Die Lage im westafrikanischen Kleinstaat Togo ist weiterhin angespannt. Deutschland ist unerwartet in den Sog der Krise geraten. Vieles deutet darauf hin, dass hinter dem Anschlag auf das Goethe-Institut staatliche Stellen stehen.

KAPSTADT. Der westafrikanische Kleinstaat Togo ist durch eine gefälschte Wahl in eine schwere Krise geraten: Seit den blutigen Zusammenstößen zwischen Regierungs- und Oppositionsanhängern im Anschluss an die Präsidentenwahl vor zehn Tagen ist die Lage angespannt. Deutschland, das Togo zwischen 1884 und 1914 als „Schutzgebiet“ verwaltete, ist unerwartet in den Sog der Krise geraten: Ende vergangener Woche wurde ein Brandanschlag auf das Goethe-Institut in der Hauptstadt Lomé verübt. Menschen kamen nicht zu Schaden.

Es war der erste Anschlag auf ein Goethe-Institut weltweit. Nach dem Übergriff wollte Bundesaußenminister Joschka Fischer gestern mit Uno-Generalsekretär Kofi Annan in New York über eine Lösung der Krise in Togo sprechen. Bereits am Wochenende hatte Fischer den Anschlag auf das Kulturinstitut als „gesetzlosen Gewaltakt“ verurteilt und Aufklärung verlangt. Die weniger als 300 Deutschen, die dauerhaft in Togo leben, wurden am Wochenende aufgefordert, das Land vorübergehend zu verlassen.
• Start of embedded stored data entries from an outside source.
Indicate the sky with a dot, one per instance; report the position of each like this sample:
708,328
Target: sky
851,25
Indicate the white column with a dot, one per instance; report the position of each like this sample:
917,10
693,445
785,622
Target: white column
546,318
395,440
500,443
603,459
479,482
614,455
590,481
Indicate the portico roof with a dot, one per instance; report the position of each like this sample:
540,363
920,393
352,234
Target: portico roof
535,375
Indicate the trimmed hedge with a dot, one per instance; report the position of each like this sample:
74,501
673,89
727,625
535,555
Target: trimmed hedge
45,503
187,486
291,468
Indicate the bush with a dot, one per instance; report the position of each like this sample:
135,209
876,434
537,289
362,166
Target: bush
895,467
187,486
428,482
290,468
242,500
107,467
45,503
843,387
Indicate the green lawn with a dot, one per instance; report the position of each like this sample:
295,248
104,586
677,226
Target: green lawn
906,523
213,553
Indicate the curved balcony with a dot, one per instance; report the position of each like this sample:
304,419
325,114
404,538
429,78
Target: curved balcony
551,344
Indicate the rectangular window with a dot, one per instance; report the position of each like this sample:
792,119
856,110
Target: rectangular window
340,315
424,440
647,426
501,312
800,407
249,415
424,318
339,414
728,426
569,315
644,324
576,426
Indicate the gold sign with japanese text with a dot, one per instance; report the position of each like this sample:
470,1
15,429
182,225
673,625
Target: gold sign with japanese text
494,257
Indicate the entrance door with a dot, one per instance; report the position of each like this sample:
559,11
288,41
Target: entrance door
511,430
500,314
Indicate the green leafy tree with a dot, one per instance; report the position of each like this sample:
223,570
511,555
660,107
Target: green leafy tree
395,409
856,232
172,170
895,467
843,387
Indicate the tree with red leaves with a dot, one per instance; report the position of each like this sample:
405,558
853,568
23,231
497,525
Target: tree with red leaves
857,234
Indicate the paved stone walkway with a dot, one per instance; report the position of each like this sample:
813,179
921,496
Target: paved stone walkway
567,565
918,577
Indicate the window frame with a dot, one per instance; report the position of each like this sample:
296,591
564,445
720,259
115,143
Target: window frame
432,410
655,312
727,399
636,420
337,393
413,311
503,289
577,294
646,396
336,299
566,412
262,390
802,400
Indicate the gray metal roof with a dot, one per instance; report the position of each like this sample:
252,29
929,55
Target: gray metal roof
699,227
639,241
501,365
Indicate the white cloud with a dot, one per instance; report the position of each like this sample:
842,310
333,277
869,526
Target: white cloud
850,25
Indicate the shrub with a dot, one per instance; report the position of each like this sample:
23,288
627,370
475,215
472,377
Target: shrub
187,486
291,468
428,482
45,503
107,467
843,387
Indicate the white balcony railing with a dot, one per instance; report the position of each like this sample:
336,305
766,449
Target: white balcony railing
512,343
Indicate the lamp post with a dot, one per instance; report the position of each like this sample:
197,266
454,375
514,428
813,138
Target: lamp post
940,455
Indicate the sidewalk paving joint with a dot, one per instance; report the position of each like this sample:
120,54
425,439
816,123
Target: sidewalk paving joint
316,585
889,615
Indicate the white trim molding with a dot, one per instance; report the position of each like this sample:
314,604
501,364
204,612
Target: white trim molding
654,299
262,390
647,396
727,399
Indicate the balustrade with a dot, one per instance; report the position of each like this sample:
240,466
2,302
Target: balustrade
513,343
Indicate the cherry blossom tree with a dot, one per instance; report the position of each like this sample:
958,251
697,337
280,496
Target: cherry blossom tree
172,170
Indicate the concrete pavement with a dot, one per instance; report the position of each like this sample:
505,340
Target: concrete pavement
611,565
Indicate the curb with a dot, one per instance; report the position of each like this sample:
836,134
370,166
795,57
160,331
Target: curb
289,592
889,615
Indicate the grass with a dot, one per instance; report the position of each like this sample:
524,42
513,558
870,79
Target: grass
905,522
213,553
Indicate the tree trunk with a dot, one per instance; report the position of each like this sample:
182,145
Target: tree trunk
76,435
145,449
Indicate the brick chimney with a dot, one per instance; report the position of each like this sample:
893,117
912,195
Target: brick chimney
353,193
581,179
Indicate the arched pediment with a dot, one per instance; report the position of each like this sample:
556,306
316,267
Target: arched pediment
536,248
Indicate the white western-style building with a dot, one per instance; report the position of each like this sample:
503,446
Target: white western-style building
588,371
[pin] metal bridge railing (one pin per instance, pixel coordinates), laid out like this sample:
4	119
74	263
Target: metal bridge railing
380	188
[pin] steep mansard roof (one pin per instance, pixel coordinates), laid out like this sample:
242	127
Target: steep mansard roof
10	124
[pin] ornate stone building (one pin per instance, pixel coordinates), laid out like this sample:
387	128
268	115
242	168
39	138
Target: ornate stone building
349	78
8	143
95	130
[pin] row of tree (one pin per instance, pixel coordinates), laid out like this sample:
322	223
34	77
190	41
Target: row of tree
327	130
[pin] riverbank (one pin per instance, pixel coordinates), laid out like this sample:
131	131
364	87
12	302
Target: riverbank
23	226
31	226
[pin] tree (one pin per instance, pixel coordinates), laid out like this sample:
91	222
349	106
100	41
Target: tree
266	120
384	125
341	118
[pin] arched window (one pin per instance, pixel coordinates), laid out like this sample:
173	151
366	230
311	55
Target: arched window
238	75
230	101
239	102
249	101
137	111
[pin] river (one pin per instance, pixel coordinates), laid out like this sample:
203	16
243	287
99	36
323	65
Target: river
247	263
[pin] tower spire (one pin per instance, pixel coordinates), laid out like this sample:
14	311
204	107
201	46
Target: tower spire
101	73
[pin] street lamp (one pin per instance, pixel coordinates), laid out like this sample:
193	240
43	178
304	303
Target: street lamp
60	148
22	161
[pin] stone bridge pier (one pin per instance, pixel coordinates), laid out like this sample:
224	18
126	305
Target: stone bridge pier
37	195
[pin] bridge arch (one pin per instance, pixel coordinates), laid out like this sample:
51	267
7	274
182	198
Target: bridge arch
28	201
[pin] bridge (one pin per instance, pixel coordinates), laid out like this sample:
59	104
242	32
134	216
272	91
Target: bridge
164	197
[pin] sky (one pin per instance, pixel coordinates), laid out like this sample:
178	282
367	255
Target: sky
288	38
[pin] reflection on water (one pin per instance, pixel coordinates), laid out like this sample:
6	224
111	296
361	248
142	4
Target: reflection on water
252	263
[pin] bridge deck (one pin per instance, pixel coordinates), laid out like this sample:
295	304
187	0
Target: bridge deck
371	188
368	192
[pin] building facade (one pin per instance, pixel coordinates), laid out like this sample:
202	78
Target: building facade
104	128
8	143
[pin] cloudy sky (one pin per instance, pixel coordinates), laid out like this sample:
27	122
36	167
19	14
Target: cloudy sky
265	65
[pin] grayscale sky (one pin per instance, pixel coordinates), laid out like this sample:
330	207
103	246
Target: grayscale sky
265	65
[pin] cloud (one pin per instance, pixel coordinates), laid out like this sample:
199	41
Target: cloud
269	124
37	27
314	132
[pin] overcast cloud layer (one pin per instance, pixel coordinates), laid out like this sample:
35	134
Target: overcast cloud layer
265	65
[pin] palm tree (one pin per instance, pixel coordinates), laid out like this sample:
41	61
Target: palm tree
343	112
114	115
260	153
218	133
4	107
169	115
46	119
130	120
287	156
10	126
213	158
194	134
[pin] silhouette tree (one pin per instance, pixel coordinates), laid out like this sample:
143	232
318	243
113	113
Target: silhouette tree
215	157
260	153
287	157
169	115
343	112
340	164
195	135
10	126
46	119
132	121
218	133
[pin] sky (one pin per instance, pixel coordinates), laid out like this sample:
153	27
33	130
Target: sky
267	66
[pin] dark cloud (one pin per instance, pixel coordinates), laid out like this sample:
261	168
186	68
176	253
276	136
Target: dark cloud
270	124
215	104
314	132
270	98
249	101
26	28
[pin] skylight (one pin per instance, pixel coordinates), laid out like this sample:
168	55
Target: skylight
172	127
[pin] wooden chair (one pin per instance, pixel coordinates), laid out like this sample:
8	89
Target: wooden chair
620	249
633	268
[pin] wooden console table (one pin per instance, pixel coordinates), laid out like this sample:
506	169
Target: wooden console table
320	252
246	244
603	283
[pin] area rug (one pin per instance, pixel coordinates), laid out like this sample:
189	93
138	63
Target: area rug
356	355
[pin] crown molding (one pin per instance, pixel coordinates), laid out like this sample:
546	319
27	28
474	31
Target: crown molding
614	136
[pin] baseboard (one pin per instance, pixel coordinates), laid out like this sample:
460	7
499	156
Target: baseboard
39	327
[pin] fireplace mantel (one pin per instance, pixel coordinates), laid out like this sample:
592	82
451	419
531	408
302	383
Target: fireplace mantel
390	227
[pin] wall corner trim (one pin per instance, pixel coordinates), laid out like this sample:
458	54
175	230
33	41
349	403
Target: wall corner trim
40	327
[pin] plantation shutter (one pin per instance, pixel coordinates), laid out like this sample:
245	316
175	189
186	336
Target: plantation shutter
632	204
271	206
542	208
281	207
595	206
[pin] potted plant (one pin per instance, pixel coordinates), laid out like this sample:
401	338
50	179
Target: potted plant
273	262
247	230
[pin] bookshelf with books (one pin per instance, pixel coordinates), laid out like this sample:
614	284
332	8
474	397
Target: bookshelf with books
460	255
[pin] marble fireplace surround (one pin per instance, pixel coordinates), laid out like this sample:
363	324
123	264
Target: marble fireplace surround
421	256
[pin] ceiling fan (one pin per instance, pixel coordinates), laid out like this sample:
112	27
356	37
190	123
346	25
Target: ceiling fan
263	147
Vieles deutet darauf hin, dass hinter dem Anschlag auf das Goethe-Institut staatliche Stellen stehen. So sind die Anhänger der Opposition allenfalls mit Knüppeln und Macheten ausgerüstet. Auch liegt das Goethe-Institut im Stadtzentrum von Lomé, das sich fest in der Hand von Armee und Polizei befindet.
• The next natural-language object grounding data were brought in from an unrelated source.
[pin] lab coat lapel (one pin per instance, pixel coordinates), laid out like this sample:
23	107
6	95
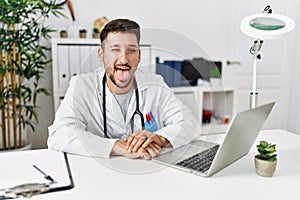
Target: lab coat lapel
114	107
132	108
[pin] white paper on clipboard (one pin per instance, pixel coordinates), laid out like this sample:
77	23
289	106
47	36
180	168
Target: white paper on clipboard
17	168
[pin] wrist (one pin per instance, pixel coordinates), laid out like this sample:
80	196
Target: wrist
165	142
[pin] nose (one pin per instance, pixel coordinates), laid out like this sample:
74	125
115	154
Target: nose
123	58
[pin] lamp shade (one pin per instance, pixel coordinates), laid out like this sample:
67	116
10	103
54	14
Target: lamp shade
266	26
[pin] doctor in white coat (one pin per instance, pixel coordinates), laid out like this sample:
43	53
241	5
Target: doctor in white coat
120	110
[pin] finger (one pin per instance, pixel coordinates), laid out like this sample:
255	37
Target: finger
144	153
152	139
157	150
138	144
152	151
129	140
133	143
156	146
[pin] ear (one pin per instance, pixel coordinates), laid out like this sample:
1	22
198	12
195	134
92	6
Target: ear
140	55
100	54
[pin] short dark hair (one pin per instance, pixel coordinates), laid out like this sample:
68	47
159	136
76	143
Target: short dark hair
121	25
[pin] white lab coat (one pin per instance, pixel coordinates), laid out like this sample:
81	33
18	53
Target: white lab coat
78	124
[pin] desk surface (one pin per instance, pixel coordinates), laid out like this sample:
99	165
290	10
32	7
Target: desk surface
120	178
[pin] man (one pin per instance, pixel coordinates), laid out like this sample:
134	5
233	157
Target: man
120	110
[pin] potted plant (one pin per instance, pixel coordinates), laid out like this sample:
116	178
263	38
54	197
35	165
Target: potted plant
22	63
266	160
63	34
96	33
82	33
215	77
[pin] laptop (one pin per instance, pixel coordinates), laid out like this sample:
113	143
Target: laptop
206	158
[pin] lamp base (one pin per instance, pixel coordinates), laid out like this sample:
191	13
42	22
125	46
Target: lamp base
253	99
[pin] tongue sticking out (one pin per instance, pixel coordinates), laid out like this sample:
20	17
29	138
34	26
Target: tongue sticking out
123	74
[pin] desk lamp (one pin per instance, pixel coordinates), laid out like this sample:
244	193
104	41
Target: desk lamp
263	26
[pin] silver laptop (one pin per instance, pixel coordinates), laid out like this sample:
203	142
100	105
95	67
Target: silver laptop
206	158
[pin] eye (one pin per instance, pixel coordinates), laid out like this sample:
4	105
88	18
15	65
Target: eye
115	50
131	50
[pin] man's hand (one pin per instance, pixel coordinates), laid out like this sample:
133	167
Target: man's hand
144	139
145	153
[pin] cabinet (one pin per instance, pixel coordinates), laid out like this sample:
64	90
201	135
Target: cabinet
74	56
215	99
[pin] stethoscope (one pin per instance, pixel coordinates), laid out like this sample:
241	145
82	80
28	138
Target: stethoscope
136	112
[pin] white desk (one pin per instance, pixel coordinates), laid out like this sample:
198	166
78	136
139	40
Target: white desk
95	180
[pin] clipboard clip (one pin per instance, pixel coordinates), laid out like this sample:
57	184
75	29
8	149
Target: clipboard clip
26	190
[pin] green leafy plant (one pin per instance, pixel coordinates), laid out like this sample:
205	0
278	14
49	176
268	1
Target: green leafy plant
267	151
22	64
215	73
96	30
82	31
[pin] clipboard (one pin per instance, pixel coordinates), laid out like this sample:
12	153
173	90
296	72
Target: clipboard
17	169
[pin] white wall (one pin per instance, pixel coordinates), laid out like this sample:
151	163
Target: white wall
198	22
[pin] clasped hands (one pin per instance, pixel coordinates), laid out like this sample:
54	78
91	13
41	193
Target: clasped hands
141	144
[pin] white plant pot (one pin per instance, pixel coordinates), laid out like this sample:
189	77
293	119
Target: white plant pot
215	81
264	168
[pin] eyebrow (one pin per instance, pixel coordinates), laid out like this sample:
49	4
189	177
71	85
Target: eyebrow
117	45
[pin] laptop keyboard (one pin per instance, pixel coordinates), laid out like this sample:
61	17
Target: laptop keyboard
201	161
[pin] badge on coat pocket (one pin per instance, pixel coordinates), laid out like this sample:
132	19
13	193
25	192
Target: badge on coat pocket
150	124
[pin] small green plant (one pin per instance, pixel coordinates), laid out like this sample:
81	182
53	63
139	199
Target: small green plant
215	73
267	151
96	30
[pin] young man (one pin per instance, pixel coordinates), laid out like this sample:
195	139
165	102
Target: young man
120	110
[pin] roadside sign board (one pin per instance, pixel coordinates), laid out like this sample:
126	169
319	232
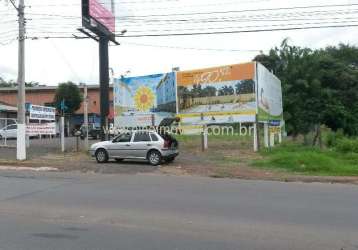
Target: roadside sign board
42	113
41	129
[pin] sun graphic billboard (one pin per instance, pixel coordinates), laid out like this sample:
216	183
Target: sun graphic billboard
217	95
145	100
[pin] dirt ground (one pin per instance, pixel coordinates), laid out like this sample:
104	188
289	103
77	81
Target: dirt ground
225	158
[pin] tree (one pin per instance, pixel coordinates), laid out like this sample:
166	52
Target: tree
70	94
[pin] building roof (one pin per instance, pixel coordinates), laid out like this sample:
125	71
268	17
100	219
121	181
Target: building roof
44	88
7	108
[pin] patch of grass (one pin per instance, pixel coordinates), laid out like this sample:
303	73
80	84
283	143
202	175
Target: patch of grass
309	161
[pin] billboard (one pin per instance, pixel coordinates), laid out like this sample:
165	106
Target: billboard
144	100
217	95
99	16
37	112
41	129
269	96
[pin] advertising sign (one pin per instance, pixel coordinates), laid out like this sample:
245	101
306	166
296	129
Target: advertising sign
145	100
102	12
42	113
217	95
41	129
269	96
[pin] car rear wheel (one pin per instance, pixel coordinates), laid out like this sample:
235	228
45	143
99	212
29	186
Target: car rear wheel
169	159
154	157
101	156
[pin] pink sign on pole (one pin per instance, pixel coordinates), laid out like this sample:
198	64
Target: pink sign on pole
102	14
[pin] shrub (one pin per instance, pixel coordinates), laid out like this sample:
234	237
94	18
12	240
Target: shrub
331	138
346	145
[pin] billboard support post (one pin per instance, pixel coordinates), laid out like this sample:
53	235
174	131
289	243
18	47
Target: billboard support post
63	134
86	115
256	137
21	120
204	139
104	84
266	135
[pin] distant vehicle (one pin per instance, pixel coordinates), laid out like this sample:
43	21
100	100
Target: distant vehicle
141	145
94	131
9	132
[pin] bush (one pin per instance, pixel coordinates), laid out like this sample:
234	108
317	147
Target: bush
346	145
331	138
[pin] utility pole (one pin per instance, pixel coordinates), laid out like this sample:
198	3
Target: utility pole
85	122
104	85
21	119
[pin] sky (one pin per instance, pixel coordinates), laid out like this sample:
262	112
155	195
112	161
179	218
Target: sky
51	61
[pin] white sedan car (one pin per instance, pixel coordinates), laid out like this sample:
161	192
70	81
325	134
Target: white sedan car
143	145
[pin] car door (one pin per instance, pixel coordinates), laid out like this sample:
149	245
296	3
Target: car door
121	146
141	144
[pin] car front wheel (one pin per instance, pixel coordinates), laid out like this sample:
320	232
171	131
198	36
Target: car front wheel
170	159
101	156
154	158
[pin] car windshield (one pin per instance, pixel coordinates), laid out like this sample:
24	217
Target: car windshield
123	138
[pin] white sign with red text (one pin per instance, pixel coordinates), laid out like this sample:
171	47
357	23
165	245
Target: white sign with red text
41	129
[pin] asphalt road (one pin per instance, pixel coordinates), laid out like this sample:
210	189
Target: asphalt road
145	211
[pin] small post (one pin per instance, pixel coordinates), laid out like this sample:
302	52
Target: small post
86	115
63	134
27	136
77	143
256	147
272	139
204	138
21	120
266	135
280	136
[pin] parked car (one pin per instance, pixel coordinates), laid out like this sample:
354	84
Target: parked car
9	132
143	145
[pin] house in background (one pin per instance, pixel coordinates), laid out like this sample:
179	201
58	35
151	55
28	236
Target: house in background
44	96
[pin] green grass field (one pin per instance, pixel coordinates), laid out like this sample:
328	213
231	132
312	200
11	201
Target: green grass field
306	160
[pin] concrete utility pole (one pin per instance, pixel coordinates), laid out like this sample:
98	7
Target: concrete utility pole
85	118
21	119
104	85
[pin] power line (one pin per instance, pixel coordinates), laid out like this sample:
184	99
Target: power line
241	31
213	12
191	48
204	33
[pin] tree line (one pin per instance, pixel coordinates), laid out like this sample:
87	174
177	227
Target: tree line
320	87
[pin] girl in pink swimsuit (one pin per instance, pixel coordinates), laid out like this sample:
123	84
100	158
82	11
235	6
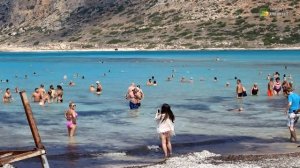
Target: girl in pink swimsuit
71	117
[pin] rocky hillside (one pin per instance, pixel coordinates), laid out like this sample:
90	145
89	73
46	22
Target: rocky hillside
149	24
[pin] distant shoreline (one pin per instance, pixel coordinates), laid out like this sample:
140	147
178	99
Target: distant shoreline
27	49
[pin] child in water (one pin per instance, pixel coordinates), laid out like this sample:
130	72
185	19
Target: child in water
165	127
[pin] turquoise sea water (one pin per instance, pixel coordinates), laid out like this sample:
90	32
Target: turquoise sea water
109	134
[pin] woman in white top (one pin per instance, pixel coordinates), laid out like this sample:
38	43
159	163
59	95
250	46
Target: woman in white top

Das togolesische Regime wirft Deutschland seit längerem vor, die Opposition im Land direkt zu unterstützen. Als Indiz wird nun auch angeführt, dass der fristlos entlassene Innenminister Francois Boko vor einigen Tagen in der deutschen Botschaft Zuflucht suchte, weil er um sein Leben fürchtet. Unmittelbar vor seiner Amtsenthebung hatte Boko vor einem Bürgerkrieg in Togo gewarnt, falls die Wahlen entgegen den Wünschen der Opposition schon jetzt stattfinden würden.